A previous article highlighted a pilot program in the UK to roll out fingerprint scanners within mobile devices, why its coming to the US was inevitable and why it was a bad idea. We now see that it is indeed rapidly coming our way.
This article isn’t about the fact that it’s coming, is here or is a bad idea – this we knew. It’s to point out the economics of the situation – by not making cops work as hard to identify citizens on the street it saves them a great deal of time and money. Those resisting street identification have an uphill battle – not only is invading citizens privacy easier, it’s cost effective.
Consider this: as it’s used by law enforcement to serve and protect the people, why were the people never asked and this technology never voted on? Why are there no laws surrounding its use, and when there is an outcry from lawyers and civil rights activists why are they ignored?
It’s because invasion of your privacy isn’t about “we, the people”, it’s about power and money, and not for citizens’ benefit.

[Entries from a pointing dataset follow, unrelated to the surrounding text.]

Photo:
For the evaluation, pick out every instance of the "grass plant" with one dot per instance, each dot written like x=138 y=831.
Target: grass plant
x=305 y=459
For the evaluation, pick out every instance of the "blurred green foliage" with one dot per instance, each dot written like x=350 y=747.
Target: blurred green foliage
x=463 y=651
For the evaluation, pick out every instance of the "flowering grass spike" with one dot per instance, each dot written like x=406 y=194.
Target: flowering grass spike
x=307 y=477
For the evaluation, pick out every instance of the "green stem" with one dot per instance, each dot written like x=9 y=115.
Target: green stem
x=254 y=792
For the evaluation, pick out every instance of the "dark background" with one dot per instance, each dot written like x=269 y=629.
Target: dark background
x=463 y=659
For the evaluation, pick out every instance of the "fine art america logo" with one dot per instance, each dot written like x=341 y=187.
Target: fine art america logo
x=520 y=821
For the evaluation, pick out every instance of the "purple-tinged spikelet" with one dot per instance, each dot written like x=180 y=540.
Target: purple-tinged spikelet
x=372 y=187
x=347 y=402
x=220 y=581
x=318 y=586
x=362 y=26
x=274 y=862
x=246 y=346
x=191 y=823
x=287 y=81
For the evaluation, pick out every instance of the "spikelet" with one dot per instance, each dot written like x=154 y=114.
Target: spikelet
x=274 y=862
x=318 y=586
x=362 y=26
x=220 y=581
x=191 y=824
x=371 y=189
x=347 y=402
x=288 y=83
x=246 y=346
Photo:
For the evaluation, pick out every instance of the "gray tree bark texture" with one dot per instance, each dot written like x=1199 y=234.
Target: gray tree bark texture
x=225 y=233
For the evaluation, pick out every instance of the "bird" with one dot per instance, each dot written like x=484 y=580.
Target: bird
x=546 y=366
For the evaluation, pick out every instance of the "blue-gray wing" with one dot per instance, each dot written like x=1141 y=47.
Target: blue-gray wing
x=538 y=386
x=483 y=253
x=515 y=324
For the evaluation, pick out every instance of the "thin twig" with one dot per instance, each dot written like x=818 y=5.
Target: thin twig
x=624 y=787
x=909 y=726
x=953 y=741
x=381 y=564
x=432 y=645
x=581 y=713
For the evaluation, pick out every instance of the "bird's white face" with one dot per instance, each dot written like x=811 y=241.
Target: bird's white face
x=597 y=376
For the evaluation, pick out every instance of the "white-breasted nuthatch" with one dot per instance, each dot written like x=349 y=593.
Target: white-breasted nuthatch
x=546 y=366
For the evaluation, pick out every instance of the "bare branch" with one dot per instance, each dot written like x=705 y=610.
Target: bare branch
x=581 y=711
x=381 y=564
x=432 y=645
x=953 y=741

- Talk about this with people – those who say they “have nothing to hide” are missing the bigger picture and don’t understand that by not standing against this technology, their ignorance is working against the best interests of all other citizens. Only through conversation outside their box might they come to understand.
- Elect people to office who do understand what’s at stake and will at the very least wrap counterbalances and processes around use of this technology in order to prevent abuse.